NFS System Fault Monitoring Process (Sun Cluster Data Service for NFS Guide for Solaris OS)

Sun Cluster Data Service for NFS Guide for Solaris OS

NFS System Fault Monitoring Process

The NFS system fault monitor probe monitors the NFS daemons (nfsd, mountd, statd, and lockd) and the RPC portmapper service daemon (rpcbind) on the local node. The probe checks for the presence of the process and its response to a null rpc call. This monitor uses the following NFS extension properties:

Rpcbind_nullrpc_timeout
Rpcbind_nullrpc_reboot
Statd_nullrpc_timeout
Lockd_nullrpc_timeout
Mountd_nullrpc_timeout
Mountd_nullrpc_restart
Nfsd_nullrpc_timeout
Nfsd_nullrpc_restart

See Setting Sun Cluster HA for NFS Extension Properties.

Each NFS system fault monitor probe cycle performs the following steps in a loop. The system property Cheap_probe_interval specifies the interval between probes.

The fault monitor probes rpcbind.

If the process terminates unexpectedly, but a warm restart of the daemon is in progress, rpcbind continutes to probe other daemons.

If the process terminates unexpectedly, then the fault monitor reboots the node.

If a null rpc call to the daemon terminates unexpectedly, Rpcbind_nullrpc_reboot=True, and Failover_mode=HARD, then the fault monitor reboots the node.
The fault monitor probes statd first, and then lockd.

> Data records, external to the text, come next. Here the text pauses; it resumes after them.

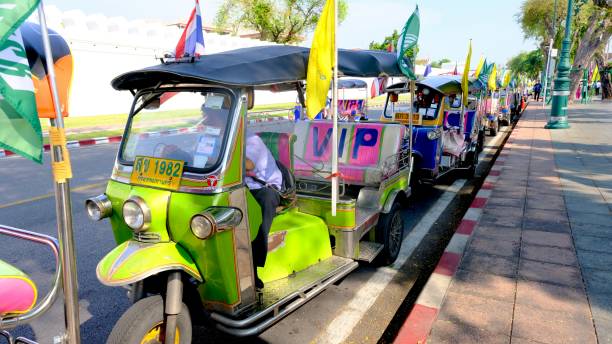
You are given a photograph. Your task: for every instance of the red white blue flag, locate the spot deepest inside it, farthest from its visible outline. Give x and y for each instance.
(192, 39)
(427, 70)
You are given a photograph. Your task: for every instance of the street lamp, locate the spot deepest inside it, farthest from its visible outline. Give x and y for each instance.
(558, 112)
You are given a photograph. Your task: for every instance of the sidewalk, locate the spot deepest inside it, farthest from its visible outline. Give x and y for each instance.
(538, 265)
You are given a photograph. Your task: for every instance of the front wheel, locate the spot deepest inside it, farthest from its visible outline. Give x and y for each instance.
(143, 323)
(480, 142)
(390, 232)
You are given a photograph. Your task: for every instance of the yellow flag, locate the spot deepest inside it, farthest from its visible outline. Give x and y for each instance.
(321, 61)
(493, 79)
(479, 67)
(506, 79)
(466, 70)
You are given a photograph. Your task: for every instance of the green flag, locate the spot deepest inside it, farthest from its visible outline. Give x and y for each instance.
(483, 77)
(19, 124)
(408, 40)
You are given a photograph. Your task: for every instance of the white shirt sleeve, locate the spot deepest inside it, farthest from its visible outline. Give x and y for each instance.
(265, 165)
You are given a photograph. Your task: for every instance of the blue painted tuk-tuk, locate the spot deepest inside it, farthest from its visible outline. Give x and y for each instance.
(443, 140)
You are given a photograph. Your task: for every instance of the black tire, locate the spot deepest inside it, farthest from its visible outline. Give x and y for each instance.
(142, 317)
(480, 143)
(390, 233)
(493, 131)
(471, 162)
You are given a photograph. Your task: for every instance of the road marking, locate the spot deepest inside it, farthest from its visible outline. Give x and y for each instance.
(49, 195)
(341, 327)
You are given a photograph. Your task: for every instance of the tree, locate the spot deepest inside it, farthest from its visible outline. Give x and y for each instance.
(280, 21)
(526, 64)
(439, 63)
(591, 28)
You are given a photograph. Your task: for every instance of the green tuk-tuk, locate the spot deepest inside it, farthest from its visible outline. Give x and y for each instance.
(184, 220)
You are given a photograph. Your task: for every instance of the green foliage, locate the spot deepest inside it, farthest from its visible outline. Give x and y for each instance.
(280, 21)
(536, 18)
(527, 64)
(439, 63)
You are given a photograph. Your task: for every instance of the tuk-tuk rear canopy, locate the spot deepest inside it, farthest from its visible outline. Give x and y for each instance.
(445, 84)
(257, 66)
(345, 84)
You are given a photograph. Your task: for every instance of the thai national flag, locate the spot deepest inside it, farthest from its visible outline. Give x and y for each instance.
(427, 70)
(192, 39)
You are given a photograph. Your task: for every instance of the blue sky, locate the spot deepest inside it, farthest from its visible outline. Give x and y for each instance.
(446, 25)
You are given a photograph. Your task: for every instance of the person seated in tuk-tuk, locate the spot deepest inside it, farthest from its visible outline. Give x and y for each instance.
(264, 179)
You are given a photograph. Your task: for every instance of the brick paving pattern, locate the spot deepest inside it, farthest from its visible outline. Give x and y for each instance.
(538, 268)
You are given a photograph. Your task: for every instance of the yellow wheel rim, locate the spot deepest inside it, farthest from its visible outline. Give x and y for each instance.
(153, 336)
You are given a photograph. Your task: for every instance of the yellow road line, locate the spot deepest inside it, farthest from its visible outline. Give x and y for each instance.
(49, 195)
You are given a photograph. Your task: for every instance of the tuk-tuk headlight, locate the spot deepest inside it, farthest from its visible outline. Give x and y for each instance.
(136, 214)
(98, 207)
(201, 226)
(215, 219)
(433, 134)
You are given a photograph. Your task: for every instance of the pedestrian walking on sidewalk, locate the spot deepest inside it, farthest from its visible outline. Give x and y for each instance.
(537, 88)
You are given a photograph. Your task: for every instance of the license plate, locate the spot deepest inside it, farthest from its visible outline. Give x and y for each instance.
(161, 173)
(405, 116)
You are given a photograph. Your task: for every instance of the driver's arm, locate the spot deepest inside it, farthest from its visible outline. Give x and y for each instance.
(250, 165)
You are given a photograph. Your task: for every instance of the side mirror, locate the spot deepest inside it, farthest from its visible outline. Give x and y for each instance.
(153, 104)
(250, 98)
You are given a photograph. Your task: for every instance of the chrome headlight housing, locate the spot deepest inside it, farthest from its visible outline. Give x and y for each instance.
(214, 219)
(136, 214)
(201, 226)
(98, 207)
(433, 134)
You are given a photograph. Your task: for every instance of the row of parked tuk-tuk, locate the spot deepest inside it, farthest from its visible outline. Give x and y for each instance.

If statd or lockd terminate unexpectedly, the system fault monitor attempts to restart both daemons.

If a null rpc call to these daemons terminates unexpectedly, the fault monitor logs a message to syslog but does not restart statd or lockd.
The fault monitor probes mountd.

If mountd terminates unexpectedly, the fault monitor attempts to restart the daemon.

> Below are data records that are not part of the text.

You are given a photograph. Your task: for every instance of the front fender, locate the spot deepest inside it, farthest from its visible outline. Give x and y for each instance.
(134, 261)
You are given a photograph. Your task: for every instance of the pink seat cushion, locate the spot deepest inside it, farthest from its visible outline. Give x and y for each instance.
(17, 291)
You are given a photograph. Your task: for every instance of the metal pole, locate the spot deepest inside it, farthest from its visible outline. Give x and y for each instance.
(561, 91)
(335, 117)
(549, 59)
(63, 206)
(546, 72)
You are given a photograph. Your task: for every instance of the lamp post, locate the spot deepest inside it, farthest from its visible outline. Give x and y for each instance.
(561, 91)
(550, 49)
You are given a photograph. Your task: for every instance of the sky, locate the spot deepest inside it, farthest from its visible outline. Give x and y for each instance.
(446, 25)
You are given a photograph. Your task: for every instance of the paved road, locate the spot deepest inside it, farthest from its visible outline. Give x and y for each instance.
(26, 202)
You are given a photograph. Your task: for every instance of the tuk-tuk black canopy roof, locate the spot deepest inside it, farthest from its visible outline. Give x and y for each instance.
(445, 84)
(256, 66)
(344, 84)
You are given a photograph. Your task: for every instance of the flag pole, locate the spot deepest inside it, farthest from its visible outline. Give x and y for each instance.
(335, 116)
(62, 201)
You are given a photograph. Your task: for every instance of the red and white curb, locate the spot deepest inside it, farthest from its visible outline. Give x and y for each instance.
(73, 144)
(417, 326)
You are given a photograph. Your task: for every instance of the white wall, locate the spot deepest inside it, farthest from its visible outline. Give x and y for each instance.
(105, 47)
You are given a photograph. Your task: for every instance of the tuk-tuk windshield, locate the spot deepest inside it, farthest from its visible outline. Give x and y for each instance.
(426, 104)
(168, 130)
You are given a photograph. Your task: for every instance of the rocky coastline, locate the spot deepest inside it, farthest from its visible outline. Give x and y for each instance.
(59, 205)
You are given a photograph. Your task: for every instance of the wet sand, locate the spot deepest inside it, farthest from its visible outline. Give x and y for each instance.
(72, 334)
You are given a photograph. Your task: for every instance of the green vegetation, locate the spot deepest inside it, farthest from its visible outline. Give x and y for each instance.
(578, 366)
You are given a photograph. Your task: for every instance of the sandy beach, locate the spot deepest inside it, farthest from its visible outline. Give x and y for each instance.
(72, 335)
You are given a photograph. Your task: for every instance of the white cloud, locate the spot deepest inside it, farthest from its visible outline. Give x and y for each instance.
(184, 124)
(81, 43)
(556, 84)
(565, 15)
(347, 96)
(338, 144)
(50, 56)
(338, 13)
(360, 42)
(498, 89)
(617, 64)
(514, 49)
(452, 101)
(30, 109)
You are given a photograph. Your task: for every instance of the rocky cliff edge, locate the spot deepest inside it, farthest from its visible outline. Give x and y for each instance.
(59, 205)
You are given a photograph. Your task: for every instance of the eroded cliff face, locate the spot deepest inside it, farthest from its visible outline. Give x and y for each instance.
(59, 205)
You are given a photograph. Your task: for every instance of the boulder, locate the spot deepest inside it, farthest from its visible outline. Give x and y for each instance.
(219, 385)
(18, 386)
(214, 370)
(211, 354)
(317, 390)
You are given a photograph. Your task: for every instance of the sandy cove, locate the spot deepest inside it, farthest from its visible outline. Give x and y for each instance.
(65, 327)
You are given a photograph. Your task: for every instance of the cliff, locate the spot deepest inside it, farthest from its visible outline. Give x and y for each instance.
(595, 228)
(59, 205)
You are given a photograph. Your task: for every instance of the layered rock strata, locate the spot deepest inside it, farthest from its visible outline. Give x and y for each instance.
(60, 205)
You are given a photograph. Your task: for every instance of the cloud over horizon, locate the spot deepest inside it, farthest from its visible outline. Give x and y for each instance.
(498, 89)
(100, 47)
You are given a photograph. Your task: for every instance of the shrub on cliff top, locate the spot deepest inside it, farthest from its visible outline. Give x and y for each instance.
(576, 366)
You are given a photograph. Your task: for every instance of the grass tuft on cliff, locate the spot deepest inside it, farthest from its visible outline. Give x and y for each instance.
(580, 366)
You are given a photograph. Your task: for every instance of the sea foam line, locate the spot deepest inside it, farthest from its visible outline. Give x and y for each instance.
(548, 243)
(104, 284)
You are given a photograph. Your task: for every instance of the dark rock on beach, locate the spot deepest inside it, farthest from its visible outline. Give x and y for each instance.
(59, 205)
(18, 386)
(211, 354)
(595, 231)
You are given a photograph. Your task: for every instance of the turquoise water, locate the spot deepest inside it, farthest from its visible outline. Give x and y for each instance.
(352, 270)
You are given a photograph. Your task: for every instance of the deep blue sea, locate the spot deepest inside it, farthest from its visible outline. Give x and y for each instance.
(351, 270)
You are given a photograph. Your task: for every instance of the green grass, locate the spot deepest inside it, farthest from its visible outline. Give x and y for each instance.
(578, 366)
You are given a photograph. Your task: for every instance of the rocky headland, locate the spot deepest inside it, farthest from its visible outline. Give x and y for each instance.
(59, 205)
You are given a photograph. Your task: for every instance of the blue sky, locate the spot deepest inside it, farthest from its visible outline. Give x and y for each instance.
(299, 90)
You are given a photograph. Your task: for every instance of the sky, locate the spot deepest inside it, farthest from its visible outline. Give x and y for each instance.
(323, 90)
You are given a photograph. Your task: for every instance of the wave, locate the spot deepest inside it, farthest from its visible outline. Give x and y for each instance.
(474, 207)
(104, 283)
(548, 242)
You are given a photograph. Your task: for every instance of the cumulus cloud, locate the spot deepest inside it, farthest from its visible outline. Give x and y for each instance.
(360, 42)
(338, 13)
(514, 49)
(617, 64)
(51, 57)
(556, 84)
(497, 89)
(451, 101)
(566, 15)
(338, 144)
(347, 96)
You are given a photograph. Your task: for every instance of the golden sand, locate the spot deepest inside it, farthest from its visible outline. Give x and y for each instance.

If the null rpc call to the daemon terminates unexpectedly and Mountd_nullrpc_restart=True, the fault monitor attempts to restart mountd if the cluster file system is available.
The fault monitor probes nfsd.

If nfsd terminates unexpectedly, the fault monitor attempts to restart the daemon.

If the null rpc call to the daemon terminates unexpectedly and Nfsd_nullrpc_restart=TRUE, then the fault monitor attempts to restart nfsd if the cluster file system is available.
If any of the above NFS daemons (except rpcbind) fail to restart during a probe cycle, the NFS system fault monitor will retry the restart in the next cycle. When all of the NFS daemons are restarted and healthy, the resource status is set to ONLINE. The monitor tracks unexpected terminations of NFS daemons in the last Retry_interval. When the total number of unexpected daemon terminations has reached Retry_count, the system fault monitor issues a scha_control giveover. If the giveover call fails, the monitor attempts to restart the failed NFS daemon.
At the end of each probe cycle, if all daemons are healthy, the monitor clears the history of failures.